Schofield and his team infiltrate the weapons depot, aiming to disarm a "Tesla weapon", an experimental device that, when fired, will ignite the atmosphere and trigger a firestorm that could annihilate the Northern Hemisphere. Along the way, they encounter Veronique Champion, an assassin working for the French Directorate-General for External Security seeking to kill Schofield as an enemy of France. Unaware of the threat posed by the Army of Thieves, Champion agrees to help him, but promises to kill him once the threat is over.

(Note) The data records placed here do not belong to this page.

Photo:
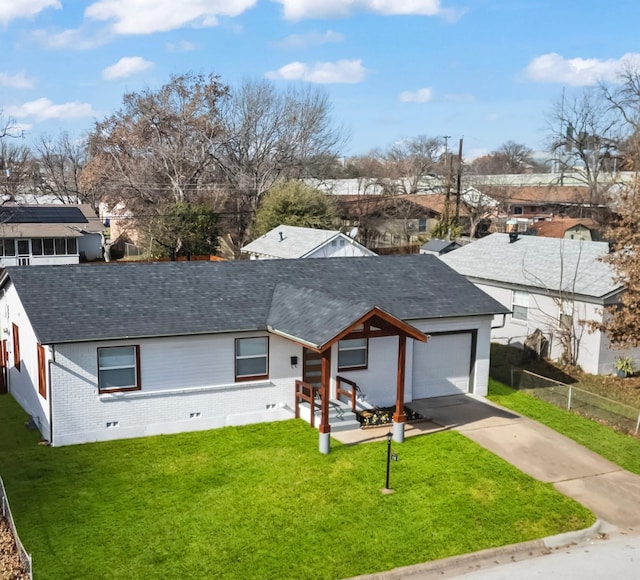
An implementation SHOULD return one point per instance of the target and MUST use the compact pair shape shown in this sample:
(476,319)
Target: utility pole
(459,182)
(448,167)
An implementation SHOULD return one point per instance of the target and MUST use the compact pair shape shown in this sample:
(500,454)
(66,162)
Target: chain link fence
(618,415)
(5,512)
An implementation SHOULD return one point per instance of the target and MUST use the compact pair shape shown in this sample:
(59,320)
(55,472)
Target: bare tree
(60,164)
(270,136)
(584,132)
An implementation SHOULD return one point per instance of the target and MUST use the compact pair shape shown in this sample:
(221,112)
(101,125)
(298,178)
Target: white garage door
(441,366)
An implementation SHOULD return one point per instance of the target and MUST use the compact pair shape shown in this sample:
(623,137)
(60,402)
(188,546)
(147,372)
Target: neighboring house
(439,247)
(392,221)
(139,349)
(569,228)
(49,234)
(297,242)
(552,285)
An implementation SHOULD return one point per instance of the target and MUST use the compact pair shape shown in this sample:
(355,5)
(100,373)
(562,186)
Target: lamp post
(389,436)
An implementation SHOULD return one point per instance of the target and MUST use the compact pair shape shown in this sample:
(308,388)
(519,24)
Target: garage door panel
(442,365)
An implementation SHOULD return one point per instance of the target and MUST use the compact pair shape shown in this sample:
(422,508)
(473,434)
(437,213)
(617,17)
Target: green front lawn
(261,502)
(614,446)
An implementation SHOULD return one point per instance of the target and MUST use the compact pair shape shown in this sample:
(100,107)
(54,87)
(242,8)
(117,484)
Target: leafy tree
(17,168)
(295,204)
(509,158)
(186,230)
(584,133)
(60,163)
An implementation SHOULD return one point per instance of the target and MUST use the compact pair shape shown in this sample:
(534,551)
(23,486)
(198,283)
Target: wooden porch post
(325,428)
(399,417)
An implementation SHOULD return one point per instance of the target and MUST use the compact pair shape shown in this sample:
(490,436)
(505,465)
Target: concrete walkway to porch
(612,493)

A recurring subplot throughout the story deals with Schofield's psychological state following the murder of Elizabeth Gant. After seeing a civilian psychiatrist, he accepts that he will never get closure over Gant's death, but by compartmentalising his memories of her, he will be able to continue being a soldier. This ability becomes crucial in enduring torture at the hands of Marius Calderon, the leader of the Army of Thieves.

===The Four Legendary Kingdoms===
When Reilly's other recurring protagonist, Jack West Jr, is abducted and forced to participate in the Hydra Games, a contest of sixteen champions forced to fight each other by threatening their loved ones, he meets and befriends Schofield when the two men realise that they were each abducted to fight in this contest. Recognising that the wider meaning of the Games is important even if its current purpose is cruel, the two work together to save their hostages, with Schofield asking the game masters to spare West's life as his 'reward' for winning one round. With their actions in the Games completing half of a ritual to divert a rogue galaxy from the Milky Way, West is apparently forced to kill Schofield in a later stage, but Schofield is revealed to have faked his death using hyper-oxygenated blood, joining forces with West to find three lost cities that will allow them to prevent an upcoming 'Omega Event' (The apparent destruction of the universe).